Immediate Steps Were Taken
- To control available funds, no bills were paid without my approval.
- All hiring stopped.
- Several long-term contracts that were up for renewal were cancelled pending renegotiation.
- We cut the number of performances.
- We placed incoming funds in escrow pending a board decision to stay in business. If we closed down, the funds would be returned. In the past, those funds were used when received.
- We stretched bill paying to acceptable limits.
- We asked the most able active and emeritus board members to provide counsel.
- Once we staunched the immediate bleeding of funds going out, we needed to decide on whether we would stay in business, and if so, on what terms.
- We established single-purpose task teams, bypassing a slow committee process, to recommend actions to take if we went forward; or, alternatively, to close down in an orderly fashion.
- Under board leadership, we established an emergency fund that raised $1 million in six weeks with 100 percent board participation. The 100 percent participation was key to establishing credibility within the community and among our donors that our own board supported the effort to stay in business.
- We placed the opera’s major asset, its building, on sale.
- We sought advice from Opera America, the service organization to all U.S. opera companies and hired an outstanding interim executive director.
- The board agreed with the recommendations of the single-purpose task teams, and we remained in business.
- We sold the building successfully, with the considerable help of a board member with commercial real estate experience who worked with our broker.
- All debts were paid off with the sales proceeds, and the remainder was placed in a secure reserve account.
- A conservative business model, and an integrated budget and operating plan were adopted.
- We hired a new general director, artistic director, and finance director.
- We switched external auditors and established an internal audit function.
- Surplus funds are now controlled by a special funds committee, which releases money only with an 80 percent super majority vote (four out of five). Significantly, neither the board president nor the general director serve on the committee — the two officers who usually want to use funds.
- We have invigorated our committees, naming professionally competent trustees as chairs.
- We now seek out trustees with business, bottom-line experience. The business of opera is art, but the art can survive only with a business approach.
- The finance committee met weekly for almost a year (as opposed to six times annually) and became the key board group maintaining fiscal integrity.
Some Take-Away Ideas
Some take-away ideas for any reader of this column who may be in either a for-profit or not-for-profit organization
- Select a strong leader.
- Move quickly and decisively.
- Conserve cash above all.
- Bypass established structures and enlist the help of the best people.

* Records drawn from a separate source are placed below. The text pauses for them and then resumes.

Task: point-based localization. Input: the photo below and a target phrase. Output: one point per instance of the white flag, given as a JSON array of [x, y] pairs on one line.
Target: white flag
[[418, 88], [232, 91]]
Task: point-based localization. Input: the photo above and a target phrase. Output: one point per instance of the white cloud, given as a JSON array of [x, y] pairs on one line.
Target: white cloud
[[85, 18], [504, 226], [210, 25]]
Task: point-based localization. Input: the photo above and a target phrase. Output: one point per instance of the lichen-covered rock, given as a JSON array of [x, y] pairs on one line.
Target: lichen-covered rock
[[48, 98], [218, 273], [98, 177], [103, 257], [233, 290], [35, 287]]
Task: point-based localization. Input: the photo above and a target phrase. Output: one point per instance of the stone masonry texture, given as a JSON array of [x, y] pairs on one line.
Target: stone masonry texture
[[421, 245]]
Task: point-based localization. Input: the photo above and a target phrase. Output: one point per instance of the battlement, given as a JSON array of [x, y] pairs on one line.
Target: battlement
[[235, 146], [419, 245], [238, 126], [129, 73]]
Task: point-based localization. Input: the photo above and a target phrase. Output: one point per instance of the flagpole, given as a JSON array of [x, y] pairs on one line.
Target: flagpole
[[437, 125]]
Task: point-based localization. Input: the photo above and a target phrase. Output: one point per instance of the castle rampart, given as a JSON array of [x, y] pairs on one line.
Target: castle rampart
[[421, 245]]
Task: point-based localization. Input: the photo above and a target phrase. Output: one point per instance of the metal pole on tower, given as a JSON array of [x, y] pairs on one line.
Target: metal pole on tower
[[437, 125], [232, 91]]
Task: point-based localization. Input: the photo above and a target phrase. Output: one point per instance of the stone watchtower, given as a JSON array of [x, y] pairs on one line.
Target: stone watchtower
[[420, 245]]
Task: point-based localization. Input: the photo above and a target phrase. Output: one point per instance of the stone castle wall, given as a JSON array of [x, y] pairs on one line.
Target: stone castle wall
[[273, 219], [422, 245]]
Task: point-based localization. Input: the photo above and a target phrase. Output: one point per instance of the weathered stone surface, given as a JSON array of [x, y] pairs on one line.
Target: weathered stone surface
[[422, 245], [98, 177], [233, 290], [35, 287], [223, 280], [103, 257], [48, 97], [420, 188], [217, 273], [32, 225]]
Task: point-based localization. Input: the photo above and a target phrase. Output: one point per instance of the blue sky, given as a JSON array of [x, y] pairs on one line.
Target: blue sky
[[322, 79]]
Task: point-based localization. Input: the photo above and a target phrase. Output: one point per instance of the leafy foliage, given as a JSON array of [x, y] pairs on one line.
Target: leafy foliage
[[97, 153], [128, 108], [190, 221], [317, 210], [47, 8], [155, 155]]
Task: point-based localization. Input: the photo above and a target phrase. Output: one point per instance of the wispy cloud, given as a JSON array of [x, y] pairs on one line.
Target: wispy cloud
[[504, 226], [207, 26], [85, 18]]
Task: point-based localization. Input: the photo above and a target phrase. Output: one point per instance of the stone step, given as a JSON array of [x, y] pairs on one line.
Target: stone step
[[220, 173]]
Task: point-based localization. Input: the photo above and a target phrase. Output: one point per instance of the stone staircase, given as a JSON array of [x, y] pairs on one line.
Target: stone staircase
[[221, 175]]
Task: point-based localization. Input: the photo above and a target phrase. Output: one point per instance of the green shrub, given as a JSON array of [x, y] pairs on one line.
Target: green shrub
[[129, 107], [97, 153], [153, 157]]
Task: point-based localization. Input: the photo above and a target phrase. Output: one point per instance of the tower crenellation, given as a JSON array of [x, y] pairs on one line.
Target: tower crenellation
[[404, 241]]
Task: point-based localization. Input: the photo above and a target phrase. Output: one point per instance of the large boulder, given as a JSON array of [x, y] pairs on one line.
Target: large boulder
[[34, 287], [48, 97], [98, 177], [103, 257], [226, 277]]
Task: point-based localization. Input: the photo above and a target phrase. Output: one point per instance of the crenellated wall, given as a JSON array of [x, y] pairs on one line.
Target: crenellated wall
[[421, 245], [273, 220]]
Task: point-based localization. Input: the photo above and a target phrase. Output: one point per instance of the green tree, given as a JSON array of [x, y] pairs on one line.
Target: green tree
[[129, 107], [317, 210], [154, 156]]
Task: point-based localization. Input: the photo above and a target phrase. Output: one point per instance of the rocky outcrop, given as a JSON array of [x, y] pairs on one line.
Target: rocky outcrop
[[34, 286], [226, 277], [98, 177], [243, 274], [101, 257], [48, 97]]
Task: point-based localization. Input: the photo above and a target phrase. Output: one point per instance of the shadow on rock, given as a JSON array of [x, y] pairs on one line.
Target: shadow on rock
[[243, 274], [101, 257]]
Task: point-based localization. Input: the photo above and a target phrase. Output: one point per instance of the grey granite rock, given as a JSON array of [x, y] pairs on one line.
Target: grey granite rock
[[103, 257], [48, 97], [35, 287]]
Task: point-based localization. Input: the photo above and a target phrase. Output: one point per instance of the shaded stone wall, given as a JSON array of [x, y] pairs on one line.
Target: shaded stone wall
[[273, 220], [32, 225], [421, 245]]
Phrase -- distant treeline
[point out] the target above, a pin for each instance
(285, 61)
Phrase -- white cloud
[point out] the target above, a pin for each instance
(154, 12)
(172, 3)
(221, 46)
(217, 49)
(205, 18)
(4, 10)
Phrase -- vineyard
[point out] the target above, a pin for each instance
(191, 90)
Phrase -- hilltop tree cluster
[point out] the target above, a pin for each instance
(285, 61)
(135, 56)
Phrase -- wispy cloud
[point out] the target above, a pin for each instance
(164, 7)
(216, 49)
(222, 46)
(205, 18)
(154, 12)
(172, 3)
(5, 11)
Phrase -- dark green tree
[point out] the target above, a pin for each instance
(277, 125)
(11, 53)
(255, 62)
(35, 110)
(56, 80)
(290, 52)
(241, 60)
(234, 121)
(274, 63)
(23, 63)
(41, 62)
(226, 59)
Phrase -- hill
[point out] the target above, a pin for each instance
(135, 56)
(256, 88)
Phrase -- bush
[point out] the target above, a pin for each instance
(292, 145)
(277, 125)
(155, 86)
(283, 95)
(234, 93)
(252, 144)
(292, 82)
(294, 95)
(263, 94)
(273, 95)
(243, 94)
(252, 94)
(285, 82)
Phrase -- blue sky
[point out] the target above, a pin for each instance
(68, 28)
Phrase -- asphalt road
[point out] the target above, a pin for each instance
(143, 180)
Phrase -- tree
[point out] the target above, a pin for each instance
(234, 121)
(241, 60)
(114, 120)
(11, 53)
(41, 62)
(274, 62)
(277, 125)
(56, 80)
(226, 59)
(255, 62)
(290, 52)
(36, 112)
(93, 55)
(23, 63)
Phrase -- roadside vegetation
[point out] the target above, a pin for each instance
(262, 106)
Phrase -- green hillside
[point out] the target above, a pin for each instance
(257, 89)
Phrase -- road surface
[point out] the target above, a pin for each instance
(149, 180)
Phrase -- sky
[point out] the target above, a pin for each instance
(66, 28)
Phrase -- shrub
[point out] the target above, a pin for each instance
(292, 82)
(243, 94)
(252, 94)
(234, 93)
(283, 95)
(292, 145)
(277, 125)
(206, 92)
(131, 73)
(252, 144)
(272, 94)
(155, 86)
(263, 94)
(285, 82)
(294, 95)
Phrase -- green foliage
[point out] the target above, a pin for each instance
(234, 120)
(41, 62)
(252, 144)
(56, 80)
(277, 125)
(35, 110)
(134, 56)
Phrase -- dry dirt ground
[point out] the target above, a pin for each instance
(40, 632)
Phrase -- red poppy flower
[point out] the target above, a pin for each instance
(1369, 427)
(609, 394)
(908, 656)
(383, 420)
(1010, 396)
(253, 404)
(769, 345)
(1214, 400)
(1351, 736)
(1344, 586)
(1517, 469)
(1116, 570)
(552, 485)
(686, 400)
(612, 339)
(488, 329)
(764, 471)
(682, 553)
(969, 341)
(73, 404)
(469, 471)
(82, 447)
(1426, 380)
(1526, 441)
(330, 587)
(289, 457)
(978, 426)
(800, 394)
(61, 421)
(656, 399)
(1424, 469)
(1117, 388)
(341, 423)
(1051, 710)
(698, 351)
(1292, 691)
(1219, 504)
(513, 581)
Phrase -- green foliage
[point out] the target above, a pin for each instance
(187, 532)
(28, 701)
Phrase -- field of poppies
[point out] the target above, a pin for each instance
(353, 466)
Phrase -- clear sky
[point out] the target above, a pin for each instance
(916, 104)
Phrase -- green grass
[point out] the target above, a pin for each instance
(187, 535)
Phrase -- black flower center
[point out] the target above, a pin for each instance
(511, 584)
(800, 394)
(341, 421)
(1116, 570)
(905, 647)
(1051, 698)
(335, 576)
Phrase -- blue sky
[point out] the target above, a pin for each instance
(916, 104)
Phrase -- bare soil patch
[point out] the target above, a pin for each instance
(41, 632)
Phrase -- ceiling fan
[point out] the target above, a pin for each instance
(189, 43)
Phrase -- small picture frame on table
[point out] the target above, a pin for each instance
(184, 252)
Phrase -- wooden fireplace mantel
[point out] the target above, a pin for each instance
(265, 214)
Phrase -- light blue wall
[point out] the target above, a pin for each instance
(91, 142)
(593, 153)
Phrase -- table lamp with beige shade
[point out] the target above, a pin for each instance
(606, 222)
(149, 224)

I received great help in getting all of this done. Numerous board members gave time and money. We harnessed the expertise of board members and friends of the opera. They were pleased to be asked to help; their work was invaluable. Our interim general director performed with skill, calm, and good humor. Our artistic director supported the need for a balanced budget and continued to produce first-class art with those constraints.
One thing is certain. Had we followed the normal management paradigm of continuing dialogue and glacial management through our committees, the opera would be out of business. Crisis conditions warranted the strongest central control. With operations and finances now stabilized, and a new management team in place, my challenge is to modify my management style to be more collaborative. It’s a work in progress.
NOTE. Auerbach remains president of the board of Austin Lyric Opera. A new permanent general director joined the company in June 2012. A solid season for 2012–13 lies ahead.